An example of this would be a company that has a rentable temporary power sea can that allows construction sites to obtain power through their utility provider. In certain situations, it might be wise to offer this for free for the duration of a project you’re bidding on, knowing full well that the money obtained from renting it will be nothing in comparison to the profits that could be made by winning the bid. You can even make up for the lost rent by charging for maintenance of it on a T&M basis. For a GC, this means cost savings and less of a headache when it comes to having to deal with maintenance, making your bid more compelling.
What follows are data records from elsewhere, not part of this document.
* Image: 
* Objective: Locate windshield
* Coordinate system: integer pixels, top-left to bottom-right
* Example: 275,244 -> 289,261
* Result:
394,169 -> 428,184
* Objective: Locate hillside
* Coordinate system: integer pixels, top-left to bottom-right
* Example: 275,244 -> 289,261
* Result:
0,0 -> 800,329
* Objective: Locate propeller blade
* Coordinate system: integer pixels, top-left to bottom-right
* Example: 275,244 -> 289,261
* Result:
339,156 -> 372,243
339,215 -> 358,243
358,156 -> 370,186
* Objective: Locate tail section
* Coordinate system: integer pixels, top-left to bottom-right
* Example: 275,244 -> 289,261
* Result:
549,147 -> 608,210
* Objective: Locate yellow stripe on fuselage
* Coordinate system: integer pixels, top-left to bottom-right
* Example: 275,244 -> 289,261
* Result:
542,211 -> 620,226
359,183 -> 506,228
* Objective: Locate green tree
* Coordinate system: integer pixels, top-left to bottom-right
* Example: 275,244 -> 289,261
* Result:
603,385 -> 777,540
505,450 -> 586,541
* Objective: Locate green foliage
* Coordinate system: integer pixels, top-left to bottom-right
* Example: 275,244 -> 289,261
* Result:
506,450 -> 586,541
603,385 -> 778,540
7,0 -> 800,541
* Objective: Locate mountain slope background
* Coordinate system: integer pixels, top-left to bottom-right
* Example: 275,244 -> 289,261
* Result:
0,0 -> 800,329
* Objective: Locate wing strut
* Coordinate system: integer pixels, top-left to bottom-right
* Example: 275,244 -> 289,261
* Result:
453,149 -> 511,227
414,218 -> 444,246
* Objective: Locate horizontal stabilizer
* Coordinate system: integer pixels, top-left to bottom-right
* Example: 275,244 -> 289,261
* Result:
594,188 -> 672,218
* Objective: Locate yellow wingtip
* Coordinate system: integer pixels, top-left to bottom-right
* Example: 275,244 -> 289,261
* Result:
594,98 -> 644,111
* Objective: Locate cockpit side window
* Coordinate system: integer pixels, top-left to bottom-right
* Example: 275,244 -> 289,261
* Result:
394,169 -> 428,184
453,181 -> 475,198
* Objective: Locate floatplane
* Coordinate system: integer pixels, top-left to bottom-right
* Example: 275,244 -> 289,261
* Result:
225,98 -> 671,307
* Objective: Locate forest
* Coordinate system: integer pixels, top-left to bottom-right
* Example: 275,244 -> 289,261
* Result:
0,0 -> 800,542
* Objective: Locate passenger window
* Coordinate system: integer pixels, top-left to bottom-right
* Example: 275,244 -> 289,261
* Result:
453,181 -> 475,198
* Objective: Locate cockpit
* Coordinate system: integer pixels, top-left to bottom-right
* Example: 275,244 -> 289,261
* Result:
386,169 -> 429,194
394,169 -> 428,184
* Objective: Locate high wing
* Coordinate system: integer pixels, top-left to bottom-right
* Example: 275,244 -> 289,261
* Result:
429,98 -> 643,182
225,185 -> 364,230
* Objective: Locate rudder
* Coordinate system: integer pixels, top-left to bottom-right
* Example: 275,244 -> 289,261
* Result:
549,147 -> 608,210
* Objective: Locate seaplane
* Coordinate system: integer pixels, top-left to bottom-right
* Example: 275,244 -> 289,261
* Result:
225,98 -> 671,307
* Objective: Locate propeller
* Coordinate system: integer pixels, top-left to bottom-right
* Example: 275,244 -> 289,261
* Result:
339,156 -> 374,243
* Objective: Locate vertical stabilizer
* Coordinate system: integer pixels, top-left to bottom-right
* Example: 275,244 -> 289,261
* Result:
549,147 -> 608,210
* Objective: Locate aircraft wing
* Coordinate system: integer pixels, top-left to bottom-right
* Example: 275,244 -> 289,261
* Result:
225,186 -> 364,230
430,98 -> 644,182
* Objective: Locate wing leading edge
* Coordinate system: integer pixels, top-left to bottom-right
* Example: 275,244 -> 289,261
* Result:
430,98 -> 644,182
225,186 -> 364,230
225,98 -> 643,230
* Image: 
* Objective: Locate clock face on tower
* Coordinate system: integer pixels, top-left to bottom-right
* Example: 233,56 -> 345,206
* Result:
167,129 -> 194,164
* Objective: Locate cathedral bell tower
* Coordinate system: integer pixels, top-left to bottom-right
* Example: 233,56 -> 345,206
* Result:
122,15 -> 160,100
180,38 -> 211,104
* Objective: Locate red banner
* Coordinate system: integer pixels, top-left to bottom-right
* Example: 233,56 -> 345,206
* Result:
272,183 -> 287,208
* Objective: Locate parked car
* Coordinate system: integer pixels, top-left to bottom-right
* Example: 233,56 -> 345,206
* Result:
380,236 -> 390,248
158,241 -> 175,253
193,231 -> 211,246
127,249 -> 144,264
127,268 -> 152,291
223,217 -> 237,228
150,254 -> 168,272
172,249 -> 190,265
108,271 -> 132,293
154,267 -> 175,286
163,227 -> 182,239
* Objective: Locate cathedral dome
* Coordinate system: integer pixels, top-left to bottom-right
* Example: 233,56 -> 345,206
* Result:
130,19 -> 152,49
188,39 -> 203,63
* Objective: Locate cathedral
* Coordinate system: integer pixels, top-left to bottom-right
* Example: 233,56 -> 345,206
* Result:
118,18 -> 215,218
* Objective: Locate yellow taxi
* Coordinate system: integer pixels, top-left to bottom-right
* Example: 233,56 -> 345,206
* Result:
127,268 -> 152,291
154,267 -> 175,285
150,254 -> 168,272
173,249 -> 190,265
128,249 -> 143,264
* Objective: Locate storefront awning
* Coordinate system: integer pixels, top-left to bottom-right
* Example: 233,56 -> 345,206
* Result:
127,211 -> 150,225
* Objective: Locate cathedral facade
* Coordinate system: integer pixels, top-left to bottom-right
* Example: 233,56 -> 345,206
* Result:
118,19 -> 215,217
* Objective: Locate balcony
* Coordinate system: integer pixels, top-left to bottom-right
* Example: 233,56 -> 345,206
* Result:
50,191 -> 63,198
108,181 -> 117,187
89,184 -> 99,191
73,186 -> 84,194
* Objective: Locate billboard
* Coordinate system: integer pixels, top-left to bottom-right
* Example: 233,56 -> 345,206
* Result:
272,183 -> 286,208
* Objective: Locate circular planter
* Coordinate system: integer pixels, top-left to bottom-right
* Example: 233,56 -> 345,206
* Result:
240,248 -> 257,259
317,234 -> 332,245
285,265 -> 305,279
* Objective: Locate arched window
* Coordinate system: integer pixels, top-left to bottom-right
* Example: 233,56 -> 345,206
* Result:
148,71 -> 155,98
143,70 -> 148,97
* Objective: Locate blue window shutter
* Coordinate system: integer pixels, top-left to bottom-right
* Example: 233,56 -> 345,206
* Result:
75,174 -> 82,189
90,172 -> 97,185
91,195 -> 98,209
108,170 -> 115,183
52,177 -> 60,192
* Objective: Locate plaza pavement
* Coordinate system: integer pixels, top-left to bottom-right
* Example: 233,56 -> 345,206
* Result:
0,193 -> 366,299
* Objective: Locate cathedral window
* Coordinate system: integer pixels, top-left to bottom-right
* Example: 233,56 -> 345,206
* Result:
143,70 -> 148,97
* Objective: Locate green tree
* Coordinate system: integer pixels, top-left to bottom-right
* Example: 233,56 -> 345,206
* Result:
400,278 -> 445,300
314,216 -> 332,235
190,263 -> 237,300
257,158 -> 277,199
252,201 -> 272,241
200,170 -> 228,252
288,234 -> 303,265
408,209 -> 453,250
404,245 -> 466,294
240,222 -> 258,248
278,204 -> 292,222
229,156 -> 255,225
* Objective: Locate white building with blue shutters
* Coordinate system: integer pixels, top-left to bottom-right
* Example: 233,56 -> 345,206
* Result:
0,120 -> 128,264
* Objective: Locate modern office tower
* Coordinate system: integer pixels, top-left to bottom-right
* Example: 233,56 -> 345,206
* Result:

Another example would providing a customer or contractor with a sample of your change requests, RFIs, safety checklists, and other forms. This shows a level of professionalism, especially if they are well formatted and not handwritten notes. This is where project management software solutions can help, as they provide professional-looking digital templates, making it easy to look like you know what you're doing.
Winning more projects requires way more than just simply increasing the volume of bids that your estimating team pumps out. They can only commit to so much, so it's important to make the most of their time because it costs you to have them bid on a project.
Having a structured system in place, which helps you evaluate your potential customers and bids prior to committing valuable resources, will help you greatly increase how many projects you are able to win. A smarter bidding strategy combined with the use of construction project management software will help you win more projects that fit the profile of your companies strengths and goals.